Affitti a Tenerife: arrestati per aver truffato più di 50 persone per 100.000 euro.

Pubblicavano su internet prezzi molto più bassi di quelli di mercato, che servivano da gancio: non si escludono nuove vittime.

La Polizia Nazionale ha arrestato una coppia, rispettivamente di 23 e 22 anni, entrambi colombiani, per un presunto reato di truffa.

Utilizzando falsi affitti a Tenerife, hanno rubato 100.000 euro dopo aver presumibilmente truffato più di 50 persone.

L’uomo ha precedenti di polizia.
L’indagine è iniziata a seguito delle denunce ricevute in merito alle truffe sugli affitti a Tenerife, consistenti nella pubblicazione su Internet di immobili in affitto a un prezzo molto inferiore a quello di mercato.

In questo modo, i presunti responsabili utilizzavano la forma societaria di un’impresa edile terza con sede a Tenerife per generare maggiore fiducia nei truffati.

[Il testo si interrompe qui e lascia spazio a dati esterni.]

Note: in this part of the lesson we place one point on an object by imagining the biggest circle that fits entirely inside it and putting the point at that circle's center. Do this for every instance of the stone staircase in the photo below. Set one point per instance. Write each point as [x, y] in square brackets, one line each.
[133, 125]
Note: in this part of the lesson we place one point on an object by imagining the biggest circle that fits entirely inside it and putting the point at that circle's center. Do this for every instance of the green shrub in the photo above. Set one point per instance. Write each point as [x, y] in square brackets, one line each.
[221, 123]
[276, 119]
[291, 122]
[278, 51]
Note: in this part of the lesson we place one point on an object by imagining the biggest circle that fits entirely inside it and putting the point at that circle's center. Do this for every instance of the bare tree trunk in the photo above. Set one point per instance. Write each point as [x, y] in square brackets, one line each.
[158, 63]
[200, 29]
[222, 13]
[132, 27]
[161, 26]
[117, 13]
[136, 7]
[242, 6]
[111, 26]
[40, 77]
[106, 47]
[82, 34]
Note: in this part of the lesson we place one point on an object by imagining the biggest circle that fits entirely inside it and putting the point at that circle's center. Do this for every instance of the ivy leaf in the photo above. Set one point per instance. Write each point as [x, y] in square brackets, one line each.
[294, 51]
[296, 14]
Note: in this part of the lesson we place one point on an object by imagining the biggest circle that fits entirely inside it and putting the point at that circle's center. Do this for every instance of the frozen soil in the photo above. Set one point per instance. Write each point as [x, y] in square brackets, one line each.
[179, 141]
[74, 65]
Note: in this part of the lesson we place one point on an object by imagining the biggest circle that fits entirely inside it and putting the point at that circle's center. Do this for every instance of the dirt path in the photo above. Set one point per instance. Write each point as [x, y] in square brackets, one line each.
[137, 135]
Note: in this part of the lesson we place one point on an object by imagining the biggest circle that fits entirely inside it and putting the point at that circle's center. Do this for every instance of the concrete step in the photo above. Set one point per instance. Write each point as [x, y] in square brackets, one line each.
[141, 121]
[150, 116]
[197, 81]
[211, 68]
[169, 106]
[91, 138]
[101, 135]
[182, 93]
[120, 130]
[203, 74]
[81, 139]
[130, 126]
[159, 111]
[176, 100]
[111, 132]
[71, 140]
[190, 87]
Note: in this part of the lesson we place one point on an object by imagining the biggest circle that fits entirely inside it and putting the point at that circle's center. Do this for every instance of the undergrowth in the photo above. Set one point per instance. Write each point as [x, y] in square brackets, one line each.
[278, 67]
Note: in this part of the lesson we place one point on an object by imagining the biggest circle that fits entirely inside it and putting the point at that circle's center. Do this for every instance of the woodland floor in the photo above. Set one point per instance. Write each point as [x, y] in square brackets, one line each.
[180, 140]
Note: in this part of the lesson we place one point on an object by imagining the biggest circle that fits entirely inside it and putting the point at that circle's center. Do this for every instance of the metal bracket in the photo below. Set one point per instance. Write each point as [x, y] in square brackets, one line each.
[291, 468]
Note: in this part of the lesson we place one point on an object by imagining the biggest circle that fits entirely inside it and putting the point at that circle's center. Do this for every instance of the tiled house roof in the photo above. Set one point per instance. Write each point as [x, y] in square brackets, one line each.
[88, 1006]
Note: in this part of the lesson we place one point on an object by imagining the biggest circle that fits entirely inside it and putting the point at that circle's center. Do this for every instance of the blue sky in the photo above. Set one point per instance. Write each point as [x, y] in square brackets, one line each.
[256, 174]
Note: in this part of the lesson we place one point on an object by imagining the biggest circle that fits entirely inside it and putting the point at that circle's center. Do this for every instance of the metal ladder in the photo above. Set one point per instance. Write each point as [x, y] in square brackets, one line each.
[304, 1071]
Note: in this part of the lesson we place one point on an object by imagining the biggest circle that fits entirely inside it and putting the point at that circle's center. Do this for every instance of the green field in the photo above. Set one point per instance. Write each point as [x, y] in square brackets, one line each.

Tutta l’attività si svolgeva online, con l’uomo che si fingeva uno dei direttori della società, circostanza che favoriva l’interazione con i truffati, dava loro maggiore credibilità e, a sua volta, consentiva loro di pubblicare annunci e aprire conti bancari per ricevere bonifici, secondo quanto riportato dalla Polizia Nazionale in una nota.

Dopo un’analisi delle denunce e, a seguito dei procedimenti svolti dagli agenti giudiziari della Polizia Nazionale, queste due persone sono state identificate e localizzate in una proprietà a Madrid.

Per stabilire un dispositivo e intervenire sugli effetti che potevano essere collegati ai presunti reati oggetto dell’indagine, gli investigatori della Polizia nazionale del commissariato di La Laguna si sono recati a Madrid, dove, in collaborazione con l’Unità centrale per la criminalità informatica, hanno effettuato un ingresso e una perquisizione, con autorizzazione giudiziaria, in un’abitazione della capitale spagnola.

L’operazione ha portato al sequestro di 9.254 euro in contanti, una pistola simulata, la documentazione delle persone interessate, la cui identità era stata usurpata, 15 terminali mobili, 6 schede SIM prepagate, 4 orologi di lusso e vari gioielli.

Il profitto totale ottenuto dai presunti responsabili supera i 100.000 euro e sono più di 50 le persone coinvolte.

Inoltre, sono stati sequestrati 17 conti bancari, l’indagine è ancora aperta e non si escludono ulteriori arresti e la comparsa di nuove vittime.